- The stock price of Warner Bros. Discovery (WBD) fell over 16% during intraday trading today. This is why.
The stock price of Warner Bros. Discovery (WBD) fell over 16% during intraday trading today. Investors are responding to the company’s second-quarter results.
Warner Bros. Discovery had reported a Q2 EPS of ($1.50), which was $1.62 lower than analyst estimates of $0.12. And the revenue for the quarter was $9.83 billion compared to the consensus estimate of $11.87 billion. The company reported a $3.32 billion loss for the second quarter, which was largely associated with obstacles linked to the recent merger. This was Warner Bros. Discovery’s first quarterly report since the $43 billion merger.

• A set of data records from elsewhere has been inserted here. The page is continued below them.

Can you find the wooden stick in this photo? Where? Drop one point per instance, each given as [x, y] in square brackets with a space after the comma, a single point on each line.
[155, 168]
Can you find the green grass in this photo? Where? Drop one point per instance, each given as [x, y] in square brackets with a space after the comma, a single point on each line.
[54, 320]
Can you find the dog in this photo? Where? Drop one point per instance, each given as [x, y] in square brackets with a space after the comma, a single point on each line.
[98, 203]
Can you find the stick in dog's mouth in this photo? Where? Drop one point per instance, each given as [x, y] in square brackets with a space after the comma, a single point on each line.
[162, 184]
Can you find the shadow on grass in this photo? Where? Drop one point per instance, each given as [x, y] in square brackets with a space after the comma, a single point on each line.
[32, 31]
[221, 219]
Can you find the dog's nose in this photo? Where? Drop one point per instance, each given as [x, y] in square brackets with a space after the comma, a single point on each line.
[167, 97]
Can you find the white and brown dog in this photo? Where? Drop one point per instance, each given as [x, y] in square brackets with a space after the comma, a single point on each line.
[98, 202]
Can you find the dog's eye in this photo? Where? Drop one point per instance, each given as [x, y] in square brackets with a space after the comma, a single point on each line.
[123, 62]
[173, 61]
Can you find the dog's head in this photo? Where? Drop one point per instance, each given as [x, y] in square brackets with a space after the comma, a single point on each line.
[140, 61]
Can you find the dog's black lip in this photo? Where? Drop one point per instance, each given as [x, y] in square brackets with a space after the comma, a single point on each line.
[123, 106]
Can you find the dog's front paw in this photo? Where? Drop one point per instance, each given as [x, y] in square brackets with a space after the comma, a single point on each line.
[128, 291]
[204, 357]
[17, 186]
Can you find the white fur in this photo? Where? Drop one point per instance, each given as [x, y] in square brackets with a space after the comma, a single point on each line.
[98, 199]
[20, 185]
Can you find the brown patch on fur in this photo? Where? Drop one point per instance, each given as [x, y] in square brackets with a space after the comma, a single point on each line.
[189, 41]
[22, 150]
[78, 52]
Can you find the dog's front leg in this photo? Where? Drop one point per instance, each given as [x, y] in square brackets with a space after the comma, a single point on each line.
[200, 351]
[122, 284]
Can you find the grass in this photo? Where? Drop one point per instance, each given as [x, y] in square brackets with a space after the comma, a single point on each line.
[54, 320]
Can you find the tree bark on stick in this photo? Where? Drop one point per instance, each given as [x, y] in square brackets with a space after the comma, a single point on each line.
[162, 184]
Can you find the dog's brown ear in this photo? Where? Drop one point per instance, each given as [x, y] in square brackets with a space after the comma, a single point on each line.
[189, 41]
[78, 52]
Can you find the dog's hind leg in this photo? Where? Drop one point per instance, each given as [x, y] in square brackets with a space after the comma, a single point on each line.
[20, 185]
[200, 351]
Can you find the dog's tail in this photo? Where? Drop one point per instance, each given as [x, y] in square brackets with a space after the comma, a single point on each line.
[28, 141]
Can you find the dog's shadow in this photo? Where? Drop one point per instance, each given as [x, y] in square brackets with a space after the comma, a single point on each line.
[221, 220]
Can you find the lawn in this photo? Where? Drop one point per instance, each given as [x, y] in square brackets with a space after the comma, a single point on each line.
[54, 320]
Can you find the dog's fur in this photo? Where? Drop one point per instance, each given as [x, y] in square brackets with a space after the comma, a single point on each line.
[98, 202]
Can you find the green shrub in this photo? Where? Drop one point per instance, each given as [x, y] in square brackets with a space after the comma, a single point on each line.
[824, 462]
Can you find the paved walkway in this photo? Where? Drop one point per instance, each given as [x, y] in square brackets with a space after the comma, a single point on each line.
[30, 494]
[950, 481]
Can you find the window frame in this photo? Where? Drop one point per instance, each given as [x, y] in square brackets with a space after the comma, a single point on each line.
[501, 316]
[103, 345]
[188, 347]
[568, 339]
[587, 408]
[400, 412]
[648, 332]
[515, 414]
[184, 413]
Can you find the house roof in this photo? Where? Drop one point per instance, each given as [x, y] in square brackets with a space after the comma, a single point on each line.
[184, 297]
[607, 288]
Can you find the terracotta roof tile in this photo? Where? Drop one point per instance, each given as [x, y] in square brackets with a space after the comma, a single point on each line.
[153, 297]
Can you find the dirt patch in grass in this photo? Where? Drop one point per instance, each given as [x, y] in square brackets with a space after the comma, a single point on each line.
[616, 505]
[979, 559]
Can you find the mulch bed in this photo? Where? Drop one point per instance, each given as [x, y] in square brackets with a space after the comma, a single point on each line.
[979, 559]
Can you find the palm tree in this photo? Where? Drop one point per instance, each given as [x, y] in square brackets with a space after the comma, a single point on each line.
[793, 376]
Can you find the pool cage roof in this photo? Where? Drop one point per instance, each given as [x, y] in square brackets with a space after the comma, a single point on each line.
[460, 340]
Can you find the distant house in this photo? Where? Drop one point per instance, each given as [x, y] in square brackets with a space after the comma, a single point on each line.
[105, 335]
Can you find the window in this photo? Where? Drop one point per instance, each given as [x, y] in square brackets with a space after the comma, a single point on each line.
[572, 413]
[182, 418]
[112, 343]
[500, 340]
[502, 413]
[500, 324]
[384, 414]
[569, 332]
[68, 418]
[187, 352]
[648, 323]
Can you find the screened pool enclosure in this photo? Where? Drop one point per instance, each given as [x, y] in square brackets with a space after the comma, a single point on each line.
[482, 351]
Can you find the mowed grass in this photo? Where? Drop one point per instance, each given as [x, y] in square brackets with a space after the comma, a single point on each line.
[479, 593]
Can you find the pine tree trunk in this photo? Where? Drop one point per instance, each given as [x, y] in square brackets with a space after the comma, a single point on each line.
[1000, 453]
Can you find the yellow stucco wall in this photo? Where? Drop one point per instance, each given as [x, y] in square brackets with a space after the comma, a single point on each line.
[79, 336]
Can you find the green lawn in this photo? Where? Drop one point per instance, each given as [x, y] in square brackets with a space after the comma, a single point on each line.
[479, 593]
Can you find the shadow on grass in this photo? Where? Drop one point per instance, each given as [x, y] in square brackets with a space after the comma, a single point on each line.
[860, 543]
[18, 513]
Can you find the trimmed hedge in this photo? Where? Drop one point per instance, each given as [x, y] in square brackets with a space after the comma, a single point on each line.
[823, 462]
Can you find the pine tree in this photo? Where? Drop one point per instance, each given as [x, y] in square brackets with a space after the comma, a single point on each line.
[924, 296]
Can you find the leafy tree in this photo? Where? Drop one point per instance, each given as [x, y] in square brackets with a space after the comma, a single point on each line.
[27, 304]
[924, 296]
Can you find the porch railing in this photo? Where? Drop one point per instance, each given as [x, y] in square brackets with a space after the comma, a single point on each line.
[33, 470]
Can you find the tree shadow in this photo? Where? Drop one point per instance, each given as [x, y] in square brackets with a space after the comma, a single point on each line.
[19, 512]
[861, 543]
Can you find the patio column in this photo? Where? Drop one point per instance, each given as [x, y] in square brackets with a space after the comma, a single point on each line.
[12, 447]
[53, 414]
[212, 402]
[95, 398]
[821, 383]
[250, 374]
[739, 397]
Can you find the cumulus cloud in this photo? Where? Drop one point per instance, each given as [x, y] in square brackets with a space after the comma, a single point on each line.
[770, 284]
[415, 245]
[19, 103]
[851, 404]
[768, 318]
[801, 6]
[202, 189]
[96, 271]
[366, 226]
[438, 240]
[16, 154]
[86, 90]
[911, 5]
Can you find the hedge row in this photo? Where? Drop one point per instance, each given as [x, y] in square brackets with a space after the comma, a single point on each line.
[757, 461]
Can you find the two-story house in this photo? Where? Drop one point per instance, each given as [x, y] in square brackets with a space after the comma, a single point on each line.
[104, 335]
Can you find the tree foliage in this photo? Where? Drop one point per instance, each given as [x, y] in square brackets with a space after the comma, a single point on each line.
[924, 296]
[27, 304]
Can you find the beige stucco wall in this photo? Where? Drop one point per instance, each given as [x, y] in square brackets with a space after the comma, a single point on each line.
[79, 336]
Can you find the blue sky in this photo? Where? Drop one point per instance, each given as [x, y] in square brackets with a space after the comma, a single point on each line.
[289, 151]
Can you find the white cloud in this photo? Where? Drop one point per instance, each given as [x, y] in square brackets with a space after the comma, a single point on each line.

Warner Bros. Discovery ended the second quarter with 92.1 million subscribers across streaming platforms, which was up about 1.7 million from the first quarter. And the company expects to see about 130 million global streaming subscribers by 2025. The company is currently considering a free and ad-supported streaming plan.
HBO Max is going to be combined with Discovery+ into one platform, which will launch next summer. In the meantime, the two platforms will share content including content from Chip and Joanna Gaines’ Magnolia Network. CNN will also have a hub on Discovery+, which will include original programs like “Stanley Tucci: Searching for Italy” and “Anthony Bourdain: Parts Unknown.”